Traditionally, leveraged borrowers had this choice: borrow in the high yield bond market and live by the disclosure and reporting standards of the public debt markets. In the alternative, if management preferred to adhere to a lesser standard of disclosure, the company could issue in the (private) loan market and subject itself to a battery of covenants designed to limit the ability of management to engage in risky or lender unfriendly actions. Thanks to the central banks, borrowers this cycle no longer had to choose: they could obtain cheap loans without agreeing to restrictive covenants nor providing on-going financial disclosure.
Hence, not only have the debt markets ballooned in size, but the growth has come disproportionately from those segments of the debt market where financial disclosure is poor:

According to Mr. Rivelle, we now have over $3 trillion in opaque debt securities.

$3 Trillion!!!!

What could possibly go wrong when there are $3 trillion in opaque debt securities (and by the way, this doesn’t include securities issued by the opaque banks)?

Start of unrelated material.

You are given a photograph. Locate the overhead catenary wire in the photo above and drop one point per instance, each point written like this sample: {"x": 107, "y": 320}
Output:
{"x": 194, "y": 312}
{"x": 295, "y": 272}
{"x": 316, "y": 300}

While a paucity of financial disclosure is not problematic during a bull market for credit, it is a defining feature of a liquidity crisis during a bear market. Human beings are naturally inclined towards fear–even panic–when they are unable to obtain the information they deem critical to their (financial) survival.

Just what we saw in 2008 when the credit markets froze along the opacity fault line in the global financial system.  Then, investors panicked when they were “unable to obtain the information they [deemed] critical to their (financial) survival.”

It isn’t that the investors didn’t ask for the information in 2008.  Issuers and Wall Street refused to provide the information.

Finally, imagine a mechanism by which the providers of the money to buy debt securities could know when they would be blindly betting on opaque debt securities.  It would have a profound positive impact.

The existence of this mechanism would immediately shrink the pool of available investors for these opaque debt securities.  After all, there is no reason pension funds, sovereign wealth funds, insurance companies or endowments should buy an opaque debt security.  Once these institutional investors are removed from the market, do you think there would still be a market for $3 trillion in opaque debt securities?

This mechanism is the Transparency Label Initiative’s label.  The Initiative only awards labels to securities that provide the disclosure investors need to know what they own.  None of these opaque debt securities would get a label.  The absence of the label lets the providers of the money know buying these securities would be blindly betting.